Waspadai Hepatitis B dan Hepatitis C yang Sebabkan Sirosis hingga Kanker Hati
JAKARTA, iNews.id - Adanya virus corona baru (Covid-19) yang menjadi sorotan saat ini, jangan sampai membuat lupa atau mengesampingkan penyakit menular lain yang tak kalah berbahaya. Di antaranya penyakit hepatitis B dan C yang menular, serta menyebabkan komplikasi berbahaya.
Di Hari Hepatitis Sedunia yang diperingati setiap 28 Juli ini, Kementerian Kesehatan kembali mengingatkan tentang bahaya hepatitis B dan C yang masih menjadi endemis di Indonesia.
“Hepatitis adalah peradangan hati yang bisa berkembang menjadi fibrosis, sirosis atau kanker hati.
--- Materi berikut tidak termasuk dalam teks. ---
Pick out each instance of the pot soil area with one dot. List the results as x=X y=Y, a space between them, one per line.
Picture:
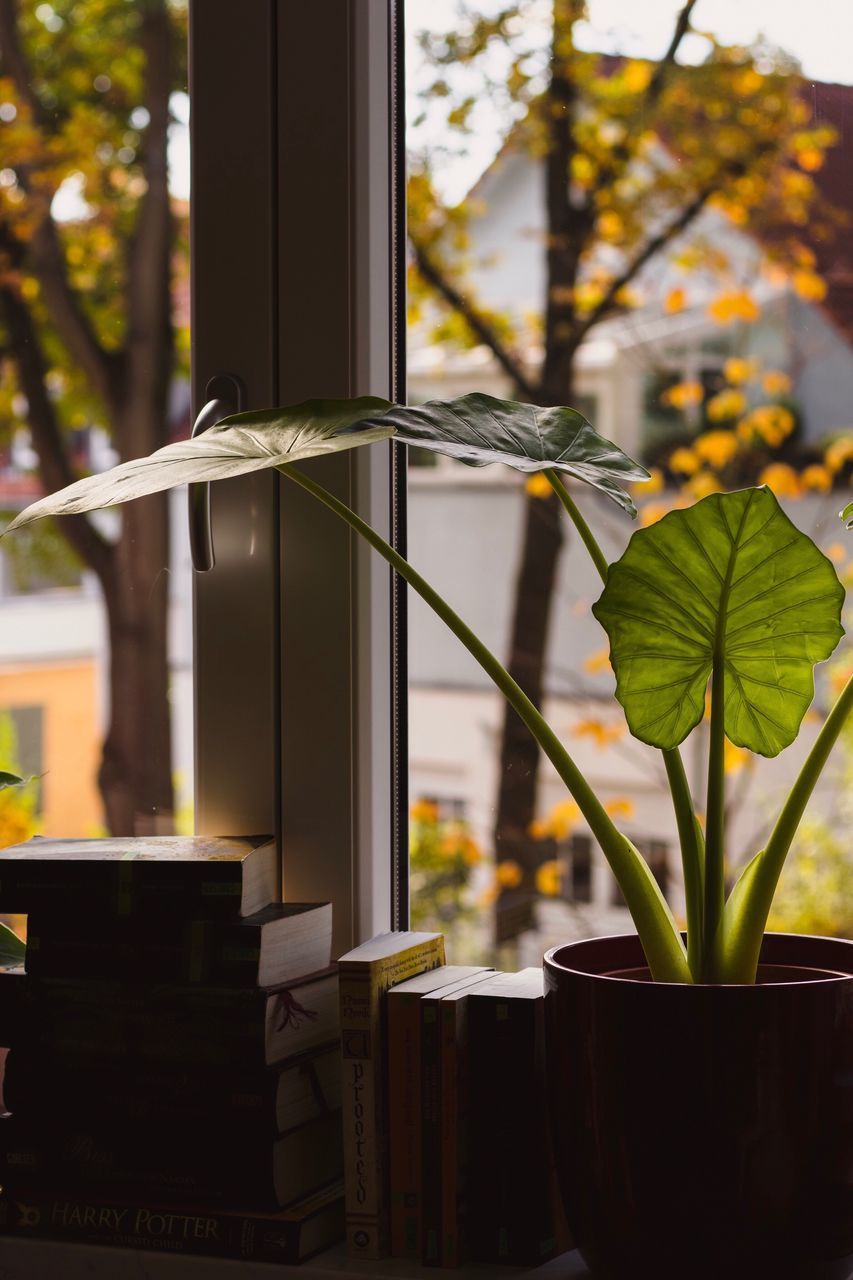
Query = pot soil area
x=705 y=1133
Hepatitis disebabkan oleh berbagai faktor seperti infeksi virus, zat beracun, misalnya alkohol, obat-obatan tertentu, serta penyakit autoimun,” kata Direktur Pencegahan dan Pengendalian Penyakit Menular Langsung, Kemenkes RI, dr Wiendra Waworuntu, MKes, dalam Webinar Hari Hepatitis Sedunia 2020, Selasa (28/7/2020).
Berdasarkan riset kesehatan dasar (Riskesdas) 2013, prevalensi hepatitis B di Indonesia mencapai 7,1 persen. Artinya, sekira 18 juta penduduk terinfeksi hepatitis B dan sembilan juta atau 50 persen berpotensi berkembang menjadi kronis.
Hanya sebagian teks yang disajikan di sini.